In Carta desde la fe, Obispo de Teruel y Albarracín

 

Corría el mes de septiembre de 1987, cuando un grupo de jóvenes, llenos de ilusión, comenzábamos el cursillo de ingreso al Seminario de Zaragoza. Un día, el arzobispo don Elías Yanes nos habló de la dirección o del acompañamiento espiritual, con tal convicción que desde entonces siempre he tenido una persona con la que confrontar mis búsquedas, intuiciones y dudas.

Una vez ordenado, el obispo don Javier Osés me encomendó trabajar con jóvenes en la Acción Católica. A partir de ese momento, sin planificarlo, comencé a acompañar a chicas y chicos personalmente; años más tarde, a personas adultas de las parroquias en las que serví como sacerdote. Según los casos, hablábamos cada mes, cada trimestre u ocasionalmente. Algunos pedían ser acompañados para crecer en su fe, otros para discernir su vocación en la Iglesia.

Os confieso que tanto el ser acompañado como el ministerio del acompañamiento han sido para mí una fuente de bendición incesante. He podido experimentar con alegría que Dios nos cuida a través de hermanas y hermanos, tan pequeños y pecadores como nosotros, que nos comprenden, animan y corrigen; ayudándonos a descubrir la voluntad de Dios en los deseos más hondos de nuestro corazón.

El acompañamiento es un don precioso siempre y cuando se respete y promueva la libertad de las personas acompañadas, excluyendo cualquier forma de dependencia. La libertad no es un peligro a reducir, pues «para ser libres nos libertó Cristo» (Gal 5,1). Más aún, la libertad es la única tierra en la que puede germinar y crecer el amor a Dios y al prójimo.

El verdadero protagonista del acompañamiento es el Espíritu de Dios, pues Él guía a quienes acompañan y a los acompañados. El Espíritu nos introduce en la plenitud de los misterios de Dios, sella cada vez con más fuerza nuestra comunión con Cristo, concreta los deseos de la voluntad de Dios sobre nosotros, nos inspira las decisiones que debemos priorizar; lleva a término, en definitiva, la obra que Él inició en nosotros (cf. Flp 1,6).

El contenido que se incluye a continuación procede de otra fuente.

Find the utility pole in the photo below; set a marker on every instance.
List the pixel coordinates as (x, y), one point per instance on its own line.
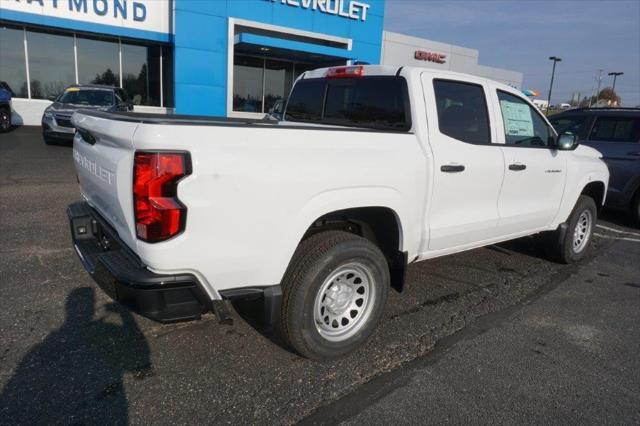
(553, 72)
(598, 89)
(615, 75)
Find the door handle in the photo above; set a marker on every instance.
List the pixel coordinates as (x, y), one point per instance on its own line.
(517, 167)
(452, 168)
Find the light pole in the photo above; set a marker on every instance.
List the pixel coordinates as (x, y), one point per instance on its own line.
(553, 72)
(615, 75)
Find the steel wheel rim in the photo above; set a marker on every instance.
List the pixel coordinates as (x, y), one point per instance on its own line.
(344, 302)
(582, 231)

Animo, por tanto, a los sacerdotes y a quienes trabajáis en catequesis, colegios católicos, acción social y en los diversos ámbitos pastorales, a buscar personas que os puedan acompañar en vuestro crecimiento como discípulos misioneros. El acompañante espiritual puede ser el sacerdote confesor, una religiosa, un padre de familia o una catequista que tengan una profunda experiencia de Dios. Os aliento, además, a plantearos la conveniencia de formaros en acompañamiento personal y a estar disponibles para acompañar.

Las reuniones de grupo son importantes, pero necesitamos espacios en los que poder hablar de corazón a corazón, con total transparencia y sin miedo a ser juzgados. El tiempo empleado en el acompañamiento no es un gasto superfluo, sino una inversión muy rentable, en nuestro desarrollo personal, espiritual y apostólico.

Recibid un saludo muy cordial en el Señor.